Episode Highlights:

Rich Briddock, Chief Strategy Officer: “On Meta and TikTok, you’re essentially just targeting a broad audience. Those platforms say, don’t worry about trying to dial the knobs in—we’re just going to find the people who best suit you. This works well for some businesses, especially if you have enough volume of conversions and can run the budget where the algorithm can really learn, the audience is broad enough, and there are enough of those consumers. But if you’re trying to target a very specific audience or if you don’t have the qualified signals to feed that algorithm to help it find the right people, the inability to really dial in on who your audience is natively within the platform is becoming a huge problem. That’s where these third-party audiences come in.”
Episode overview
In this episode of Ignite, Lauren Leone and Chief Strategy Officer Rich Briddock dive into the world of third-party audiences—a hot topic in healthcare marketing right now. They explain how third-party audiences help marketers expand beyond native platform targeting, which has gotten trickier due to privacy restrictions and platform shifts like Meta’s Advantage Plus.
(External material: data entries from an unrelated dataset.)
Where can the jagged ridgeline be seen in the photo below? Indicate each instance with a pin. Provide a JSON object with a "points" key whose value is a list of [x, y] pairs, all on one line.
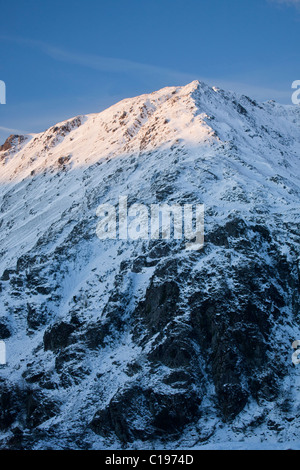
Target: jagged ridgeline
{"points": [[141, 343]]}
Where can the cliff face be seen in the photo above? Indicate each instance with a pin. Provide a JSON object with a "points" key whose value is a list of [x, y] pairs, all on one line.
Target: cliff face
{"points": [[143, 343]]}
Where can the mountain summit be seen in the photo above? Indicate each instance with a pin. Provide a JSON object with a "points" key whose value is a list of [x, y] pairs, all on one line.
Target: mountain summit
{"points": [[141, 343]]}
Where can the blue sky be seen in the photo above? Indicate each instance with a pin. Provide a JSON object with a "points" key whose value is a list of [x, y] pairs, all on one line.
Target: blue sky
{"points": [[64, 58]]}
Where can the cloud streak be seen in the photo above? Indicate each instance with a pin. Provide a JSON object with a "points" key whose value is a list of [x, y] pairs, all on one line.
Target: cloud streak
{"points": [[295, 3], [103, 64]]}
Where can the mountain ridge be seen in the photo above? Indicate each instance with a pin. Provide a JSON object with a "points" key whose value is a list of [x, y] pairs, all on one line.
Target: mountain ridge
{"points": [[142, 344]]}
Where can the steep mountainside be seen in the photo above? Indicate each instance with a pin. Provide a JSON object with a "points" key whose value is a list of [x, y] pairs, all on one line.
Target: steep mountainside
{"points": [[144, 344]]}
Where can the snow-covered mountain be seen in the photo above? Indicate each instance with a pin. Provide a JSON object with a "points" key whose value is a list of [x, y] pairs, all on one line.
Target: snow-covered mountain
{"points": [[143, 344]]}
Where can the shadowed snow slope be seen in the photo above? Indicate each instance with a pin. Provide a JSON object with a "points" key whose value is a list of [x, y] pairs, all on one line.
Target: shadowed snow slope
{"points": [[144, 344]]}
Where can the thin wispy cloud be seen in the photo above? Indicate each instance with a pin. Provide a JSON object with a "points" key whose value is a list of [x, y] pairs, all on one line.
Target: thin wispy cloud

Rich breaks down why healthcare is especially impacted: platforms limit first-party data use, making it tough to zero in on specific patient groups. Third-party data steps in to fill that gap by targeting folks based on real health signals like diagnoses, procedures, and insurance payer info, while staying HIPAA compliant through tokenization.
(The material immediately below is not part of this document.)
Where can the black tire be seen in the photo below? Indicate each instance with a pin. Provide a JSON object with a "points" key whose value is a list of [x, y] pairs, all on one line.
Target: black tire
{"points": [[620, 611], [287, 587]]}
They unpack the three main types of third-party audiences: deterministic (real, claims-based data), modeled (propensity-based lookalikes that predict who might need care soon), and contextual (targeting based on search behaviors across digital channels). Lauren and Rich share smart ways to layer these audiences for better reach and efficiency,like combining deterministic data to exclude recently treated patients while targeting modeled audiences likely in need of a service.
The conversation also covers where you can activate these audiences—think Meta, TikTok, and programmatic platforms—versus where it’s not yet possible, like Google. Plus, they touch on costs and best practices for measuring ROI, highlighting how third-party data can be a game-changer but comes with extra fees.
If you’re navigating healthcare marketing’s evolving landscape, this episode offers practical insights on leveraging third-party data to sharpen your targeting and grow your patient base.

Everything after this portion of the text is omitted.